A Northwestern University research team has developed tiny optical elements from metal nanoparticles and a polymer that one day could replace traditional refractive lenses to realize portable imaging systems and optoelectronic devices. The flat and versatile lens, a type of metalens, has a thickness 100 times smaller than the width of a human hair.
The properties of metalenses depend on the rationally designed arrangement of nanoscale units. Metalenses have emerged as an attractive option for flat lenses but are currently limited by their static, as-fabricated properties and their complex and expensive fabrication. For imaging operations such as zooming and focusing, most metalenses cannot adjust their focal spots without physical motion. One major reason is that the building blocks of these lenses are made of hard materials that cannot change shape once fabricated. It is difficult in any material system to adjust nanoscale-sized features on demand to obtain tunable focusing.
The researchers demonstrated a versatile imaging platform based on fully reconfigurable metalenses made from silver nanoparticles.
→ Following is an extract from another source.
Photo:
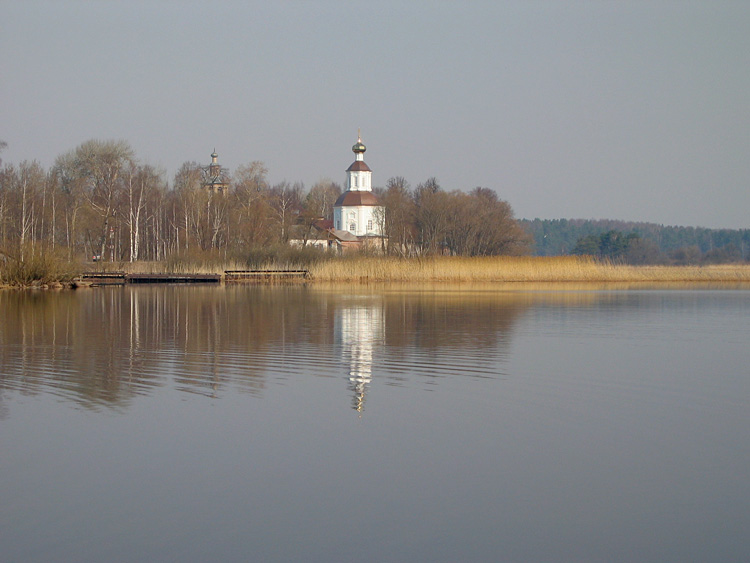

During a single imaging session, their metalens device can evolve from a single-focus lens to a multi-focal lens that can form more than one image at any programmable 3D position. They built their lenses out of an array of cylindrical silver nanoparticles and a layer of polymer patterned into blocks on top of the metal array.
By simply controlling the arrangement of the polymer patterns, the nanoparticle array could direct visible light to any targeted focal points without needing to change the nanoparticle structures. This scalable method enables different lens structures to be made in one step of erasing and writing, with no noticeable degradation in nanoscale features after multiple erase-and-write cycles. The technique can reshape any pre-formed polymer pattern into any desirable pattern using soft masks made from elastomers.